After Waterloo many officers of Napoleon left France, either because they were exiled by the Bourbons or feared their rule. A few escaped who might have shared the fate of the heroic Ney had they remained in France, and among them were the brothers Charles and Henri Lallemand, Lefebvre Desnouëttes, Grouchy and his two sons, and Clausel and Rigaud. Joseph Bonaparte was in New Jersey, and the Napoleonic exiles considered him their chief in America. They were, most of them, without means of subsistence, and they decided to form an agricultural settlement. They obtained from Congress a grant of four townships, each six miles square, for the cultivation of the vine and olive on the Tombigbee in the Mississippi Territory, near Mobile. They gave the name Marengo to a county and began the foundation of the town of Demopolis which they soon abandoned. The agricultural enterprise of the officers of Napoleon was a failure, for in their glorious wars in Europe they had had little time to attend to the cultivation of the vine and olive and were incompetent farmers.
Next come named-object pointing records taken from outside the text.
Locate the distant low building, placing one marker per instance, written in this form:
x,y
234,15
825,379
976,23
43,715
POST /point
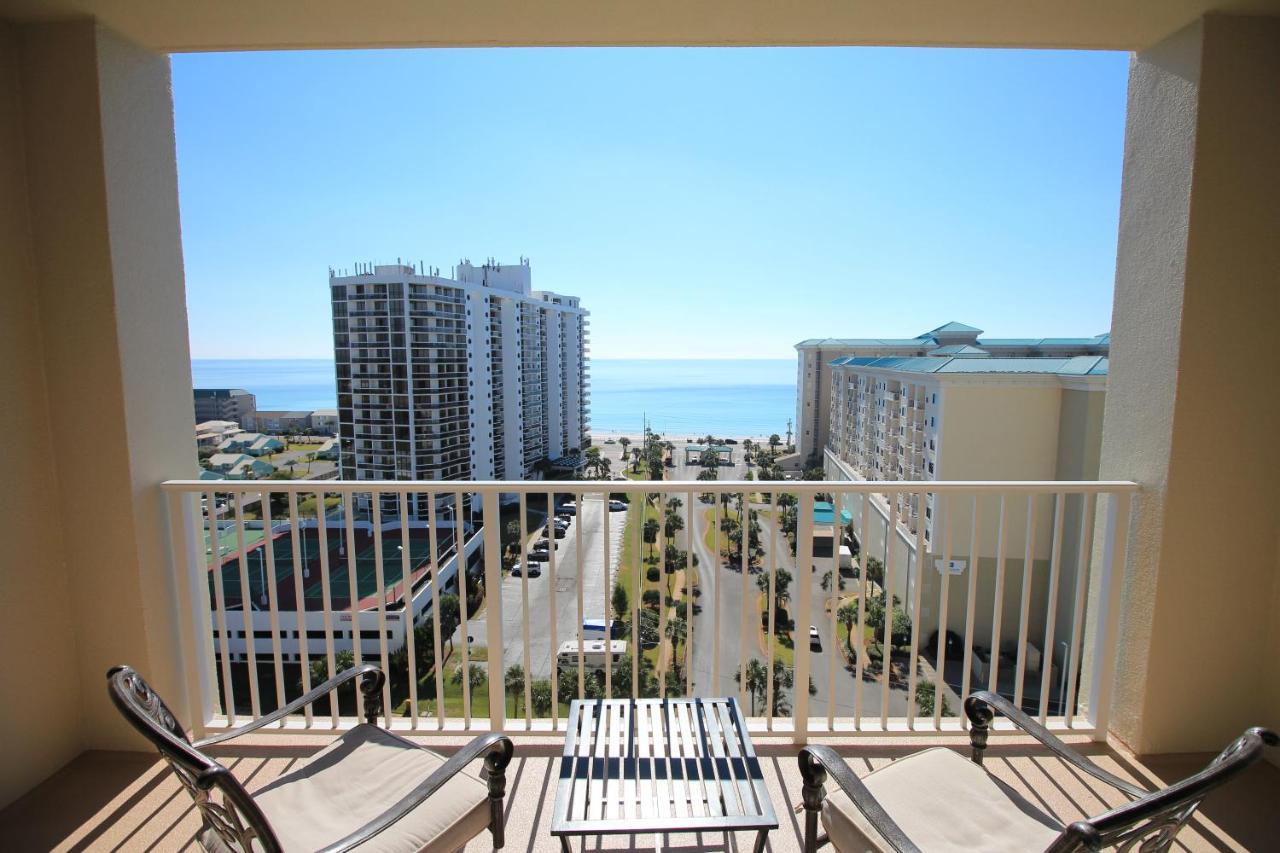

Their attempt, however, is a curious incident in history, and although they failed, their lot was not as unhappy as that of their wonderful commander, who, on the rock of St. Helena, had, as Victor Hugo says, "only the picture of a child and the map of the world."

Stranger than the settlement of "the vine and olive" and still more unsuccessful was the colony on the Trinity River in Texas, which Generals Rigaud and Lallemand endeavored to found in 1818. The Champ d'Asile of the French soldiers was invaded by the Spanish garrison at San Antonio and

at La Bahía and had to retreat before overwhelming numbers. They took refuge at Galveston, where Jean Lafitte had established himself after the battle of New Orleans, in which he and his Baratarian smugglers or pirates had rendered great services to the Americans. Lafitte received kindly the unfortunate companions of Napoleon and helped them to go to New Orleans, where they were hospitably received by the Creoles of Louisiana. The story of the Napoleonic exiles in America has been admirably told by Dr. Jesse S. Reeves in the Johns Hopkins Historical Studies (1905).

The Frenchman Lafitte and his pirates were chased from Galveston and the Mexican Gulf by an American ship. Louis Aury had also, shortly before Lafitte, to surrender Amelia Island, near Galveston, to American forces. French settlements in the South, in the Nineteenth century, were not successful, but the Frenchmen who have come to our Southland, from the Seventeenth century to the Twentieth, carried with them the admirable qualities of their race: their sociability, their sense of the esthetic, their chivalric courage; and their coming has been a notable contribution to the civilization of the United States. See THE HISTORY OF LOUISIANA (Vol. III.); also LOUISIANA'S CONTRIBUTIONS TO THE LITERATURE OF THE UNITED STATES (Vol. VII.).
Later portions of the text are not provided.